Evoquant l'actuelle crise avec Téhéran sur le dossier nucléaire, de nombreux éditorialistes craignent notamment que les propos de M. Chirac ne conduisent le président iranien Mahmoud Ahmadinejad à se radicaliser encore plus
(c'est une blague des éditorialistes ?).
Dans ce contexte, les déclarations du président français sont "clairement contreproductives", estime ainsi le quotidien économique Handelsblatt. "Le président ne peut pas sérieusement croire qu'en lorgnant sur le bâton nucléaire, il puisse cacher la défaite de la diplomatie", ajoute le journal.
"La menace de Chirac n'est pas seulement peu judicieuse, mais également contreproductive", renchérit la Westdeutsche Zeitung de Düsseldorf. "Parce qu'elle laisse supposer que les moyens diplomatiques sont très limités face aux ambitions nucléaires. Et parce qu'elle fait peu de cas des conséquences pour le Proche-Orient, pour l'Occident comme pour l'économie occidentale".
Pour la Frankfurter Rundschau, l'ensemble de la stratégie énoncée par le chef de l'Etat français manque de cohérence.
"Parce qu'il ne veut pas entrer dans l'Histoire comme le président (...) ayant aboli la -Force de frappe- (en français dans le texte, ndlr) dont l'absurdité est pourtant établie, Jacques Chirac annonce maintenant sa -flexibilisation-", écrit le grand quotidien de Francfort.
"Les missiles à moyenne portée auront désormais deux, voire une seule tête explosive, au lieu de six. C'est le désarmement façon salami. Tout cela n'est pas logique. Mais que peut-on attendre d'autre d'un président qui, au cours de son mandat finissant, a proclamé tout et son contraire comme une vérité immuable ?", ajoute le journal.
Parmi les grands quotidiens, seul Die Welt (conservateur) défend Jacques Chirac. "La doctrine Chirac abaisse le seuil nucléaire. Est-ce positif ? Non, mais inéluctable", écrit le journal, pour qui le président français "place ainsi la France à la pointe des nations européennes, assure une protection nucléaire à ses alliés, y compris l'Allemagne, et dit clairement que le monde a besoin de plus qu'un pouvoir mou".

 

 

Réponse nucléaire au terrorisme: fin du dogme de dissuasion (antinucléaires)

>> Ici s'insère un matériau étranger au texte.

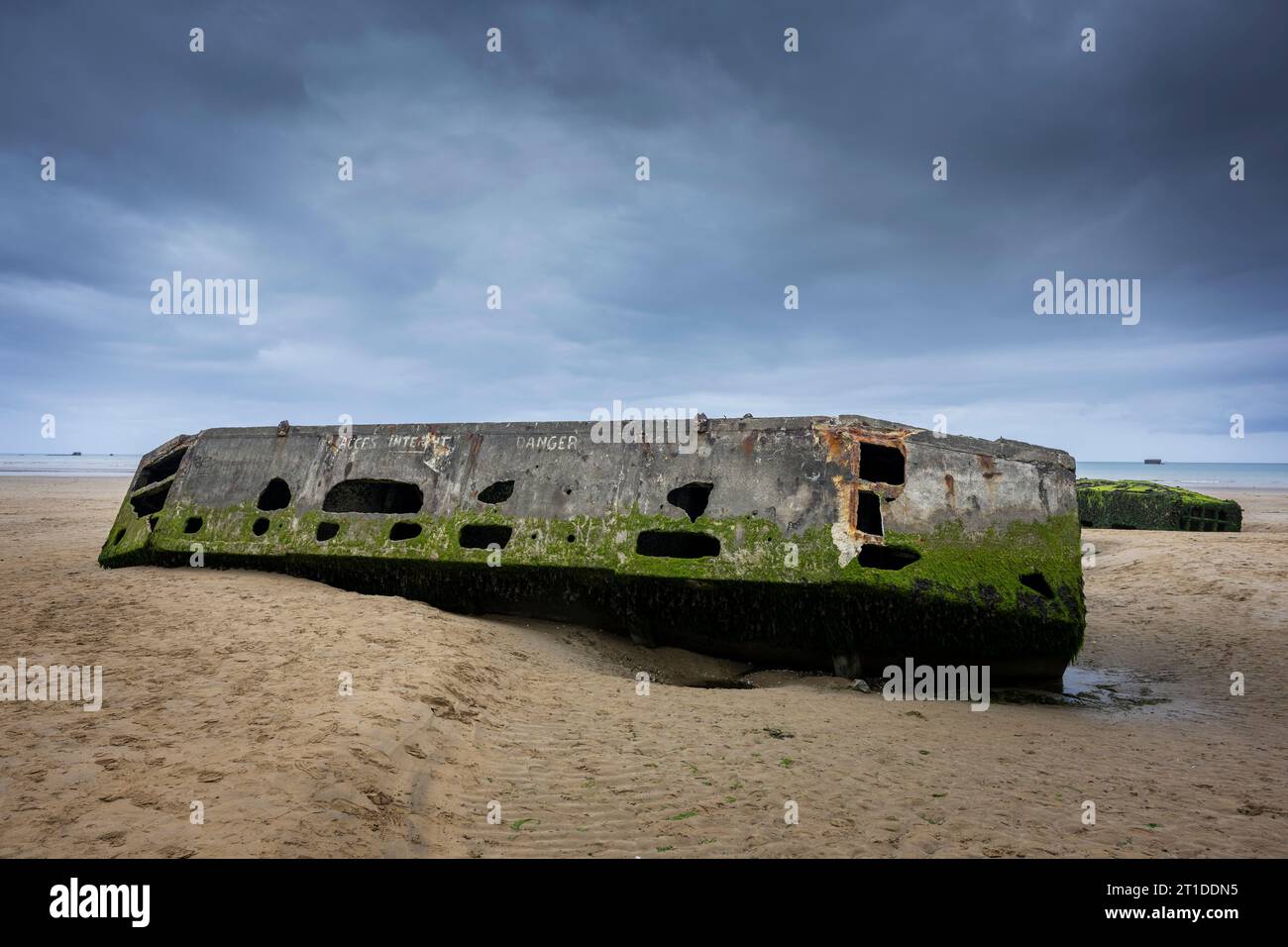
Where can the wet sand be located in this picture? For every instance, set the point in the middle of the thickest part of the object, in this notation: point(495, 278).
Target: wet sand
point(222, 688)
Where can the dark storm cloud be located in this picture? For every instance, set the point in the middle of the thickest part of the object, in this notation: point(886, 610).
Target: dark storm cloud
point(768, 169)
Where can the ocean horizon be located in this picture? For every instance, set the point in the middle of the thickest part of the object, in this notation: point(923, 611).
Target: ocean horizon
point(1194, 475)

19/1/2006- Le droit de riposter par une arme "non conventionnelle", donc nucléaire, aux Etats ayant recours à "des moyens terroristes" contre la France, défendu jeudi par le président Jacques Chirac, "rompt (...) avec le dogme de la dissuasion", a dénoncé le réseau Sortir du Nucléaire.
Cette menace, "rompant de façon irresponsable avec le dogme de la dissuasion", représente "une subite remise en cause (qui) est une décision d'une extrême gravité: loin de mettre en oeuvre le désarmement nucléaire de la France, le président de la République envisage au contraire l'utilisation réelle de bombes atomiques", déplore le réseau, qui revendique l'adhésion de 722 associations.
"Les dirigeants d'Etats qui auraient recours à des moyens terroristes contre nous (...) doivent comprendre qu'ils s'exposeraient à une réponse" qui pourrait être "conventionnelle" ou "d'une autre nature", a déclaré jeudi M. Chirac, lors d'une visite à la base opérationnelle des sous-marins nucléaires de l'Ile Longue, près de Brest.
Sortir du Nucléaire "dénie toute légitimité à cette décision qui ne doit pas pouvoir être prise par un seul homme, fût-il président de la République", et estime par ailleurs que cette annonce "risque d'aboutir à l'exact contraire de l'objectif visé: elle désigne la France comme une cible prioritaire pour des groupes terroristes".

 

 

Les Verts "consternés" par les déclarations de Chirac

19/1/2006 - Les Verts se sont dits jeudi "consternés" par les déclarations de Jacques Chirac sur l'éventualité pour la France de faire usage de l'arme nucléaire contre un Etat terroriste de manière "flexible", les considérant comme "dangereuses" et "irresponsables".
"Elles sont aussi consternantes, car la menace terroriste est une menace diffuse, transnationale, et l'arme nucléaire ne saurait rentrer en ligne de compte dans les défis que ce mal représente pour les démocraties", soulignent les Verts dans un communiqué.
Les Verts se disent encore "scandalisés que le président de la République puisse envisager qu'il faille faire payer à tout un peuple la folie meurtrière de ses gouvernants".
- Sur France-Inter, le député (Verts) Noël Mamère considère que c'est une idée "totalement fausse" que de vouloir "marcher sur les traces des Américains en déclarant que l'on pourrait utiliser une arme nucléaire pour lutter contre le terrorisme". "La meilleure manière de se battre contre le terrorisme est de renforcer nos valeurs démocratiques et non pas menacer de frappes dites chirurgicales", ajoute le député de Gironde, pour qui "il faut modifier nos institutions et ne pas laisser à un seul homme la responsabilité de l'arme nucléaire".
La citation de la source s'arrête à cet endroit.